Supreme
Court Justice Ruth Bader Ginsburg supported the minority opinion in the death
penalty case against Lamondre Tucker or Caddo Parish, Louisiana. Photo: CharlesDharapak/AP | MSNBC. |
Lamondre Tucker of Caddo
Parish, Louisiana was convicted of murdering his pregnant girlfriend in 2008
and sentenced to death. Caddo
Parish is responsible for half of the death sentences in the state of Louisiana
but is home to only 5% of that state’s population, and only 5% of its murders.

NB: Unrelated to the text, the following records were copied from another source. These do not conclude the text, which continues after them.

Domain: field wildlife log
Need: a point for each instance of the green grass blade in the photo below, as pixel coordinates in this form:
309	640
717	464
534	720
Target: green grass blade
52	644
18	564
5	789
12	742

The United States Supreme Court
rejected the appeal of a death row inmate who has argued that his sentence was
unconstitutional.
The minority opinion, written
by Justice Stephen Breyer, was joined by Justice Ruth Bader Ginsburg, states
that the court should have heard the case in order to explore the
constitutional status of the death penalty, which many argue qualifies as cruel
and unusual punishment.
It stands to reason, as Justice
Breyer pointed out that, had Tucker been tried even in a neighboring parish, he
would not be on death row.
The majority did not offer an
explanation of why they denied a writ of certiorari, which asks for a Supreme
Court review of a lower court finding.
The question of the
constitutionality of the death sentence stems primarily from the question of
whether it should be considered cruel and unusual punishment. In Louisiana, for
example, midazolam, which is the first drug used in lethal injection, does not
make a person incapable of feeling pain.
Subsequently, it is argued, the
other drugs in the process take effect without any kind of safeguard, meaning
that people executed in this way suffer from agonizing pain during the
execution process.
There is also an argument,
which justice Breyer used in a 2015 dissent to Glossip v. Gross, that the death penalty is often arbitrary, and
the process, which supports it, is prone to mistakes.
This seems especially relevant
to sentences passed down before improvements in DNA sampling and other evidence
techniques, which can call into question the guilt of inmates.